Nick Kyrgios reagiert emotional in Wimbledon

Männer-Finale in Wimbledon Djokovic gegen Kyrgios - "Emotionales Feuerwerk"

Stand: 09.07.2022 19:15 Uhr

Bromance? Die Antwort darauf fällt bei Novak Djokovic und Nick Kyrgios definitiv unterschiedlich aus. Auch sonst wird das Wimbledon-Finale 2022 zum Duell der Gegensätze.

"Bromance" ist laut Definition ein moderner Begriff für eine enge und emotionale Männerfreundschaft. Und eben so eine hatte Tennis-Profi Nick Kyrgios vor dem Männer-Finale in Wimbledon ausgemacht und kundgetan. "Zwischen uns ist es so eine Art Bromance", erklärte Kyrgios mit Blick auf seinen Gegner Novak Djokovic.

Sie würden sich immer direkt Nachrichten bei Instagram schreiben, berichtete Kyrgios. Djokovic kommentierte Kyrgios' Aussage ein wenig nüchterner. "Ich weiß nicht so recht, ob wir es schon Männerfreundschaft nennen können, aber unsere Beziehung hat sich sehr verbessert", sagte der Serbe.

Einst Spott - doch jetzt ist alles anders

Der Australier hatte Djokovic einst verspottet für dessen "Besessenheit, gemocht zu werden". Diese Jubelgesten auf dem Platz, das Ranschmeißen ans Publikum: "Er will wie Roger (Federer, d.Red.) sein. Das ist einfach nur beschämend."

Doch seit Januar ist alles anders. Seit Djokovic versuchte, ohne Impfung in Kyrgios' Heimatland Australien einzureisen, scheiterte und im Kreuzfeuer der Kritik stand. Damals sprang ihm Kyrgios öffentlich zur Seite, nachdem er ihn zunächst für dessen Verhalten während der Corona-Pandemie deutlich kritisiert hatte.

"Als es für mich wirklich schwer war in Australien, war er einer der wenigen Spieler, die sich öffentlich geäußert und mich unterstützt haben und mir beigestanden sind", sagte Djokovic. "Das ist etwas, was ich wirklich schätze. Ich respektiere ihn sehr dafür."

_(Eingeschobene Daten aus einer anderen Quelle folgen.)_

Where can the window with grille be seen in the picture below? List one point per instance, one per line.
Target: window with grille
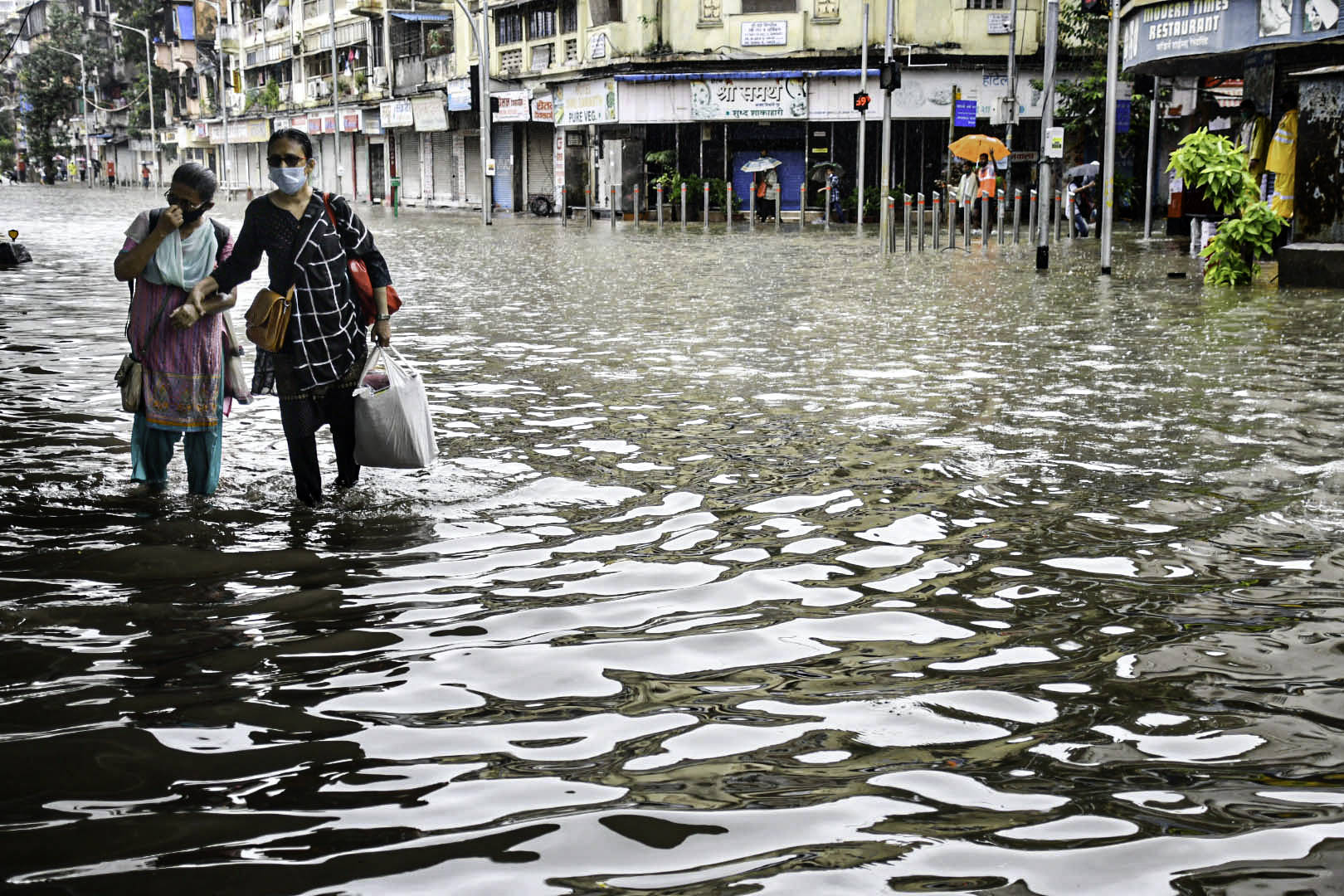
(509, 28)
(604, 11)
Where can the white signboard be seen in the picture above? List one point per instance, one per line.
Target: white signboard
(429, 112)
(397, 113)
(765, 34)
(583, 102)
(1054, 143)
(750, 99)
(514, 105)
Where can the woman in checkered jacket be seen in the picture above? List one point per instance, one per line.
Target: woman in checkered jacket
(316, 370)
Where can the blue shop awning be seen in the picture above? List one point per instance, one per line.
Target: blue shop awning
(421, 17)
(746, 75)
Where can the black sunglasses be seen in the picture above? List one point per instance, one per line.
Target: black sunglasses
(173, 199)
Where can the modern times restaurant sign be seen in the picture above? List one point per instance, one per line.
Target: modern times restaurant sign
(1161, 30)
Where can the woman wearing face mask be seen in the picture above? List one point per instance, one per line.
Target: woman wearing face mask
(178, 336)
(316, 368)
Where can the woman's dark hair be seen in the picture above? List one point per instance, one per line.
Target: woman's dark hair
(192, 173)
(297, 136)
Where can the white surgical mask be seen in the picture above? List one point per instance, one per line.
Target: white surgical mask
(290, 180)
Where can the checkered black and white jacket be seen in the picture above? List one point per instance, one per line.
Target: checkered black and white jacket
(325, 334)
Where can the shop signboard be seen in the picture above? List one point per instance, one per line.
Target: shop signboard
(585, 102)
(460, 95)
(543, 108)
(765, 34)
(513, 105)
(397, 113)
(1176, 28)
(749, 100)
(964, 113)
(429, 112)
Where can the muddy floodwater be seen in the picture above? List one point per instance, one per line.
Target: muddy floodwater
(752, 563)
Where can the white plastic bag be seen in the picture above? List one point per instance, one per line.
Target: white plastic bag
(392, 425)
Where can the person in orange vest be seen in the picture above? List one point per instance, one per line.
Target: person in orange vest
(986, 175)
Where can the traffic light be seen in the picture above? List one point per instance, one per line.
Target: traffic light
(889, 75)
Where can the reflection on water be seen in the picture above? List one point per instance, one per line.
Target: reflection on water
(753, 563)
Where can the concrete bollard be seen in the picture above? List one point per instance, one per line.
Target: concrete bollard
(919, 218)
(952, 221)
(1032, 219)
(1016, 215)
(906, 227)
(999, 217)
(937, 222)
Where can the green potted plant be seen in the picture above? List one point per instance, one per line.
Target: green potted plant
(1249, 226)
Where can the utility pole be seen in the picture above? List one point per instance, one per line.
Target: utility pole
(1152, 162)
(1047, 119)
(1108, 210)
(222, 97)
(863, 113)
(884, 214)
(487, 184)
(149, 89)
(1012, 91)
(331, 11)
(84, 97)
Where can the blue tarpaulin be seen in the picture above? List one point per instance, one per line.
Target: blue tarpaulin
(186, 23)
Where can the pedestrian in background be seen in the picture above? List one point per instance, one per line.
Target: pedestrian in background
(320, 362)
(178, 338)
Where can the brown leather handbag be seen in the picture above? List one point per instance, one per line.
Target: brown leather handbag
(268, 319)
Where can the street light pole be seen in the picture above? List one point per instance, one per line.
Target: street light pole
(223, 95)
(884, 212)
(84, 97)
(149, 89)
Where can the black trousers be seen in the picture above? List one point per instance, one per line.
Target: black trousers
(301, 418)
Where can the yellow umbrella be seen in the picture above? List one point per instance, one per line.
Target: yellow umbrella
(975, 145)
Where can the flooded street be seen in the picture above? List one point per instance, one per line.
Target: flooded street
(752, 563)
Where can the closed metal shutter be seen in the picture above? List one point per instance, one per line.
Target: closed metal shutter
(407, 164)
(474, 169)
(502, 147)
(444, 165)
(541, 162)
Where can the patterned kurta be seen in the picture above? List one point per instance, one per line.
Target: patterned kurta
(182, 368)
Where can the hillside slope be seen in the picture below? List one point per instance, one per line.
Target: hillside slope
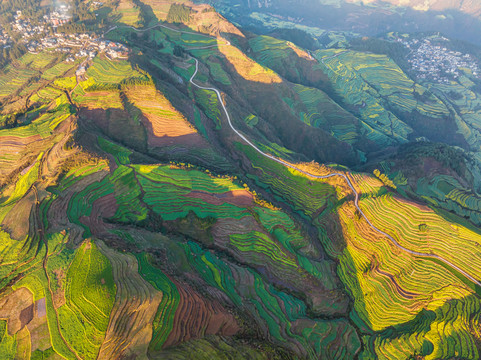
(185, 202)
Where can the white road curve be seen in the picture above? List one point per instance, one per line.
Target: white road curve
(356, 200)
(280, 161)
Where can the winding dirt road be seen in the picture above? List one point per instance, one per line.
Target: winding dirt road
(280, 161)
(356, 201)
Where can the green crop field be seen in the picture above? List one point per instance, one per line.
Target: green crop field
(112, 71)
(89, 294)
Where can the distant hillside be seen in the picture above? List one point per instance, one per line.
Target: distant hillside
(472, 7)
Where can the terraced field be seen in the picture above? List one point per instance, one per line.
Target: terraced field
(105, 71)
(136, 220)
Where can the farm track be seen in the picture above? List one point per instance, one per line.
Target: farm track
(282, 162)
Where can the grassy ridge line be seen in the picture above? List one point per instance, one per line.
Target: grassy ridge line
(346, 178)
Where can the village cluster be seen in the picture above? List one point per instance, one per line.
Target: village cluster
(76, 45)
(434, 61)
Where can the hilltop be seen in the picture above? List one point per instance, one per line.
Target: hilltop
(174, 186)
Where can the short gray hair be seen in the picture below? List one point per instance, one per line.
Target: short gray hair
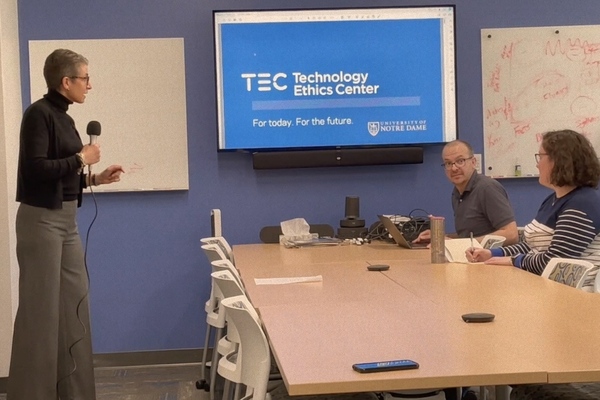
(61, 63)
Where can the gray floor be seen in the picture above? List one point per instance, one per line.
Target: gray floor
(172, 382)
(161, 382)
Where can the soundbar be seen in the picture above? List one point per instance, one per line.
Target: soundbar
(337, 157)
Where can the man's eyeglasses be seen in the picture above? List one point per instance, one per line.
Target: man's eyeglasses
(459, 163)
(538, 157)
(85, 78)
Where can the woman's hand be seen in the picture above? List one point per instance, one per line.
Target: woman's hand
(109, 175)
(477, 254)
(90, 154)
(499, 261)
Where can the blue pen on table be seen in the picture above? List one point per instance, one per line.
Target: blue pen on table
(472, 248)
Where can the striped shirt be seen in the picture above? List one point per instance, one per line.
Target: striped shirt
(567, 227)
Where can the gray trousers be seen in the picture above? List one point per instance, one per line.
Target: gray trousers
(51, 349)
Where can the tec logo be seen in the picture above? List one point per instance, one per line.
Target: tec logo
(263, 81)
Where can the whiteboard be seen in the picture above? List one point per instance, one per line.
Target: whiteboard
(537, 80)
(138, 95)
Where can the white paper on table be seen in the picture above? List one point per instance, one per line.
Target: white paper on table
(285, 281)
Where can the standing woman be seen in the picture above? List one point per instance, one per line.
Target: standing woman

Respekt hin, Bromance her - im Finale am Sonntag (ab 15 Uhr im Live-Ticker bei sportschau.de) werden andere Emotionen eine Rolle spielen. Denn für beide steht viel auf dem Spiel. Kyrgios hatte selbst nicht mehr damit gerechnet, jemals das Finale eines Grand Slams zu erreichen.

Djokovic sagte nach seinem Halbfinalsieg über den Briten Cameron Norrie: "Ich weiß nicht, wie viele Gelegenheiten ich noch bekomme." Da Djokovic weiter nicht geimpft ist, kann er nach jetzigem Stand nicht in die USA zu den US Open reisen. Ob der Serbe bereits kommendes Jahr wieder nach Australien einreisen darf, ist offen. So muss der 20-malige Grand-Slam-Turniersieger jede Gelegenheit nutzen, um den Herren-Rekord des verletzten Rafael Nadal von 22 anzugreifen.

"Emotionales Feuerwerk"

Die 15.000 Zuschauer dürfen sich auf "ein emotionales Feuerwerk" freuen, sagte Djokovic, der beide bisherigen Duelle 2017 verloren hat - und dennoch der große Favorit ist. Auf dem "Heiligen Rasen" ist Djokovic seit Jahren der unangefochtene Herrscher. Am Sonntag winkt ihm der vierte Titel in Folge, der siebte insgesamt, mit dem er zu seinem Jugendidol Pete Sampras aufschließen und nur noch einen Triumph hinter Rekordchampion Federer liegen würde.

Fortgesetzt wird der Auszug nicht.